Tuna Cakes
Ready In: 36 mins
Serves: 6
Yields: 12 tuna cakes
Ingredients
- 2 (5 ounce) cans light chunk tuna in water, drained, flaked
- 1 (6 ounce) package chicken flavor stuffing mix
- 1 cup mild cheddar cheese
- 3⁄4 cup water
- 1 carrot, shredded
- 1⁄3 cup mayonnaise
- 2 tablespoons sweet pickle relish
Directions
- Mix all ingredients. Refrigerate 10 minutes.
- Heat large nonstick skillet sprayed with cooking spray on medium heat. Use ice ceam scoop to add 1/3 cup portions of tuna mixture, in batches, to skillet.
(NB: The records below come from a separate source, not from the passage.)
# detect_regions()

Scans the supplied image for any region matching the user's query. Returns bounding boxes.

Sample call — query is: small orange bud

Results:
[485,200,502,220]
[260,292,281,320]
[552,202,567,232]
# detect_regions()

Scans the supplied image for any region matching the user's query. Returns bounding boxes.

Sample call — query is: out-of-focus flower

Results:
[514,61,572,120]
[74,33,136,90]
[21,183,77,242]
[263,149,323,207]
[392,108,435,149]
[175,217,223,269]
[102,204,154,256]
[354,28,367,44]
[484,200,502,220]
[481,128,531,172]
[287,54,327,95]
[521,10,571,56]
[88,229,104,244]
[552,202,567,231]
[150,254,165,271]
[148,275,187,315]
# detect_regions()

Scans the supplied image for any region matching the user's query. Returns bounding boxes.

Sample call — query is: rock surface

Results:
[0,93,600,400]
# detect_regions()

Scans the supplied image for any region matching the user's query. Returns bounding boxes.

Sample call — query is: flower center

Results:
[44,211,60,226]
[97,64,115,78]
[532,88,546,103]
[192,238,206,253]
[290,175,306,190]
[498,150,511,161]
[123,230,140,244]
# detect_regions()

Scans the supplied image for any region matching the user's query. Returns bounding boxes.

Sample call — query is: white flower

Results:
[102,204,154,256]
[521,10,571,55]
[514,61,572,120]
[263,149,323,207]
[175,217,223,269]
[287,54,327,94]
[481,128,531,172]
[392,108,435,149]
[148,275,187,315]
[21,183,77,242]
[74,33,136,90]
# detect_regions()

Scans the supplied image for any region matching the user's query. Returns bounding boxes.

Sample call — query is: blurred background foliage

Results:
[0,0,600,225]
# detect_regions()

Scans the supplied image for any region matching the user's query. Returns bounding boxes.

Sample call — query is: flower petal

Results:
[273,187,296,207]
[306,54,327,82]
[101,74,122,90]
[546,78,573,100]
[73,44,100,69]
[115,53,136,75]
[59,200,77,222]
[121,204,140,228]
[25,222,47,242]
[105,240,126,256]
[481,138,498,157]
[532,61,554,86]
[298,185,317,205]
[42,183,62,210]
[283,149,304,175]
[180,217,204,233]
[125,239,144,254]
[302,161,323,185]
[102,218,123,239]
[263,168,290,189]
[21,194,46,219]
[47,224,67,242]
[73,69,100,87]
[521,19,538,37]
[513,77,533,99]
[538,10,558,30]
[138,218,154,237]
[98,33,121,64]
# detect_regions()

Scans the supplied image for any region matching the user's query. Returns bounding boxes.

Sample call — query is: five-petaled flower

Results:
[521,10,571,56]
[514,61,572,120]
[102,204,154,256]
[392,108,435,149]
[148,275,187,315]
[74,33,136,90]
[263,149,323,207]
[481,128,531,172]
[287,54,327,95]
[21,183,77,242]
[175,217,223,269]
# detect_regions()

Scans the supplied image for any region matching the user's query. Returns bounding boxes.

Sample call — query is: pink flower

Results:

- Flatten into patties with back of spatula. Cook 6 minutes or until golden brown on both sides, carefully turning patties over after 3 minutes.
- SUBSTITUTE:
- Substitute 1 cup shredded low-moisture part-skim mozzarella cheese, 4 chopped green onions and 1 tablespoon lemon juice for the cheddar, carrots and relish.
- FOR EASIER HANDLING IN THE SKILLET:
- Mix all ingredients. Shape into patties as directed. Place in a single layer on baking sheet. Refrigerate 1 hour before cooking as directed.